This case involves 2 different physician notes, and both will be evaluated. The Documentation Rubric will be used to assess both notes in the same standardized way. As we will see, one of the notes provides an excellent example of good documentation, but the second note is nearly useless.
The Documentation Template was created for clinicians to use while working, in order to create defensible documentation. This is specifically focused on the medical decision-making (MDM) portion of the note, not the history, social/family history, past medical history, exam or ROS. The Documentation Rubric was created for grading MDM sections.
The first physician used both a T-sheet and an additional dictation to describe his assessment and care of this patient. As seen in previous cases, T-sheets allow for rapid documentation that is focused on billing. However, they are also very brief and often times do not not facilitate an effective defense if a physician’s care is questioned. This doctor was wise to create additional documentation to defend himself. His note earned a score of 17/20.
Brief Overview: 2/2
There is an effective brief overview. If anything, it may actually be somewhat excessive. The entire first paragraph of his dictation concerns her presentation to the ED. It is an effective distillation of her presentation to the ED. He also rehashes her vital signs, indicating to the reader that he has reviewed them and taken their significance into account.
Testing: 2/2
The tests that he ordered are reviewed. The labs and imaging he orders are logical and easily understood by an EM physician. He reviews the relevant results on both the labs and the CT. Rather than simply copy/pasting results (a terrible practice that does not indicate comprehension and just wastes space), he indicates his comprehension of the results and synthesis into his care of the patient.
Therapy: 2/3
One area of improvement in this documentation would be to discuss her therapy, and her response to her ED treatment. He initially mentions the medications she received prior to ED arrival and what she had been prescribed as an outpatient. There is little discussion of her response to therapy, although we know from nursing documentation that her pain started at a 9/10, improved to 4/10, then got worse back to a 9/10. An assessment of this change and the improvement in her vitals would have been worthwhile.
Differential: 6/8
While the physician never mentions an explicit differential, various items are mentioned throughout his dictation. He mentions cellulitis, possible abscess, ileus, liver injury, and also discusses the potential for bleeding in her abdomen. One particularly encouraging aspect of his assessment, is that he mentioned findings that were ruled out (liver injury), as well as things that have been ruled in (cellulitis and abscess). A differential can be more than a list of diseases the patient might have, it can also include a few items that have been ruled out, whether that is based on history, exam, or testing.
Discrepancies: None
Aftercare: 4/4
The aftercare discussed in this note is excellent. The physician clearly lays out a plan to treat her with Bactrim and Percocet, which will last her until a follow-up appointment on a specific day. The time frame is well-delineated. He gave her return precautions for general issues (“if symptoms worsen”) as well as specific guidance (“particularly if she gets a fever or has increased pain”). He goes even further, and states that he discussed these things with the patient directly, that she understands them, and is comfortable with the plan. These aftercare instructions are documented extremely well. They allowed the healthcare team another opportunity to save the patient’s life, a chance that was unfortunately squandered.

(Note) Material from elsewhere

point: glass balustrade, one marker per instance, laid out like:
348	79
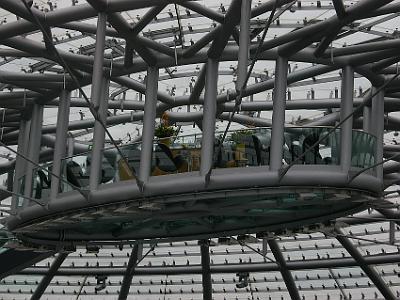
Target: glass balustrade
241	148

Another item to cover is the documentation of the conversation with the consultant. He states what information was communicated to the consultant, what they discussed, and the recommendations that were made. He even includes the consultant’s rationale for his recommendations.
Overall, the first physician’s note was superb. It provided a clear explanation of his thinking and the care rendered to the patient. It set him up for an effective defense by his legal team. Even though future events resulted in a lawsuit, the doctor can rest easily knowing that he provided good care and documented it in a thorough and careful fashion.
The note from the 2nd doctor was unfortunately a disaster. It is brief and provides little insight into his thinking. It is very confusing to review the record and try to understand why he sent the patient home without any further testing. Even the EMS crew wrote more than him. His note provides no rationale for the bizarre and dangerous decision to discharge her home. This note scored 2.5/20 points.
There is no brief overview aside from a history that consists of a few words (0.5/2 points).
No testing was ordered, and worse, there was no explanation for why he did not order any testing (0/2 points).
Some of the medications he ordered were logical (pain medication, antibiotics, antiemetics), but there was no explanation of her response to these medications (1/3 points).
No differential was recorded, there was no sign he even thought about what could be causing her return to the ED. This is the most problematic issue, it appears he did not even stop to consider that her condition had developed into an emergency or what could be causing her symptoms (0/8 points).
The aftercare does show a plan (to fill her scripts). However, he makes several odd recommendations. She was told to be NPO for 24 hours (odd considering her elevated heart rate), and to have “small pieces toast!” (1/4 points).
Good documentation helps EM physicians provide good medical care. It allows for a moment of reflection on the rationale for the care given each patient. There is almost nothing that the 2nd physician could have documented to defend his care, but writing a more thorough note may have helped him realize the shortcomings of his plan in real time.
The few extra seconds required to write good notes can help provide a moment of reflection to avoid outcomes like this, and will help defend your care if it is ever questioned.